De passeio religioso a polo gastronômico

O bartender do Misk (Rua Al-Bishara), novo restaurante e espaço de shows em Nazaré, navegava apressadamente por vídeos do YouTube. Sua pesquisa era projetada em uma grande tela, recém-instalada no prédio de pedras brancas da era otomana. Até encontrar um remix dançante de uma música árabe e acordes frenéticos preencheram o salão.

RACHEL B. DOYLE / NAZARÉ , THE NEW YORK TIMES, O Estado de S.Paulo

03 Janeiro 2012 | 03h08

O estiloso restaurante, aberto na maior cidade árabe de Israel em novembro, é merecidamente popular entre os jovens locais. Nos últimos anos, eles têm visto a cena gastronômica de sua cidade, conhecida por ter sido o berço de Jesus, evoluir do falafel para criativas fusões de receitas árabes. Exatamente como ocorre no Misk, onde clássicos da culinária palestina ganham releituras.

No meio da Cidade Velha de Nazaré são servidos salmão com folhas de hortelã, tahine preto com quiabo, drinques complicados e doses de tequila. Esta é uma mudança significativa para a cidade de 73 mil habitantes, habitada por um mix de árabes muçulmanos e cristãos. Até poucos anos atrás, álcool raramente era visto nos cardápios e mulheres quase não saíam de casa à noite. A emergente cena gastronômica está ajudando a mudar isso.

No El Babour (no Mercado da Cidade Velha), um rústico edifício de pedras perto do Poço de Santa Maria, empregados operam multicoloridas peneiras automáticas em um pátio aberto que cheira a alcaravia, enquanto sementes secam ao sol. Saem dali ervas e pimentas usadas nas receitas árabes contemporâneas dos restaurantes locais. Caso do Sudfeh (Rota dos Pelegrinos, 6.083; sudfeh.com), bistrô instalado em um belo seminário russo restaurado do século 19.

O mais celebrado restaurante árabe de Nazaré, Alreda (Rua Al-Bishara), número 1 no ranking do Oriente Médio do Trip Advisor, tem decoração charmosa e delicioso terraço no jardim. O local se tornou um oásis para os nazarenos, então isolados pelos conflitos da Segunda Intifada, em 2000, até a Guerra do Líbano, em 2006. No menu, o frango em estilo marroquino, com amêndoas e mel, é um fantástico amálgama de sabor e doçura.
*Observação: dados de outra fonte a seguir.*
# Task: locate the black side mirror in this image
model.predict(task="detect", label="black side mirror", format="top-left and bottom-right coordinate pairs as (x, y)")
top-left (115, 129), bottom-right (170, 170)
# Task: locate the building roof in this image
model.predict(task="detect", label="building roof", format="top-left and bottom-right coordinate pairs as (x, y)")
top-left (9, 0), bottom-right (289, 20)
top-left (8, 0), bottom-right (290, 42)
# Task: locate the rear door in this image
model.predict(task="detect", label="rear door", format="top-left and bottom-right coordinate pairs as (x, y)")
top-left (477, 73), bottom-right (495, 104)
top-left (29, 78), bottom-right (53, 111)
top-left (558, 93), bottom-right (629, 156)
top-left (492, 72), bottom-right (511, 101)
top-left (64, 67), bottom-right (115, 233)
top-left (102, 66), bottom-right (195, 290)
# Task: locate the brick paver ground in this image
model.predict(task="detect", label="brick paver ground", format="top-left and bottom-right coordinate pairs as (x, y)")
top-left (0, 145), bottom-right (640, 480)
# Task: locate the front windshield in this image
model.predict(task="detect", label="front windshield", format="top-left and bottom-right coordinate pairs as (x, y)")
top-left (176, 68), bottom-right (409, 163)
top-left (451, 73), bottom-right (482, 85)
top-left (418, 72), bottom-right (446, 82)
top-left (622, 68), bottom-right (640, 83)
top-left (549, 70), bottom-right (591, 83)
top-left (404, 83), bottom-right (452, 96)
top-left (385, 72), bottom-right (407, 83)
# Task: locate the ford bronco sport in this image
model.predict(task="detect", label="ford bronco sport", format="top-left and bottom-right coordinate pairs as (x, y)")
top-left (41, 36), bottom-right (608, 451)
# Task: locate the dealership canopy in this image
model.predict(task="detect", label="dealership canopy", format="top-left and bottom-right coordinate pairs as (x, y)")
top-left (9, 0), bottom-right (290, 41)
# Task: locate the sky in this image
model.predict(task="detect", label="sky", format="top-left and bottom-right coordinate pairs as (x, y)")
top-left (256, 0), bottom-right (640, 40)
Doces. Apesar de Nazaré estar apenas começando a ser celebrada por seus restaurantes, a fama de seus doces é antiga. Uma loja, a Mahroum (Rua Paulus VI; mahroum-baklawa.com), é tão popular que contratou um recepcionista poliglota para atender turistas, moradores e visitantes de Israel. No balcão, escolhi um pedaço de baklava de pistache e outro de knafeh, especialidade palestina, massa folhada coberta com queijo e xarope. Eram excepcionais.

Depois da refeição, andei pelas ruas lotadas do animado souk da cidade. Procurava um café chamado Deewan Al-Saraya (Jardim da Mesquita Branca, no Mercado da Cidade Velha), onde eu já tinha visto mulheres jovens com lenços na cabeça bebendo café árabe e saboreando qatayef - panquecas fritas com xarope, típicas do Ramadã, mas tão deliciosas que acabam sendo servidas durante todo o ano. Andei em círculos por algum tempo, até chegar à barraca de roupas de Raida Saad. Por curiosidade, perguntei-lhe qual era seu restaurante preferido em Nazaré. Ela me respondeu que era o Misk. "Restaurantes aqui costumavam fazer coisas tradicionais. Mas agora, a moda é adicionar coisas daqui, coisas de lá."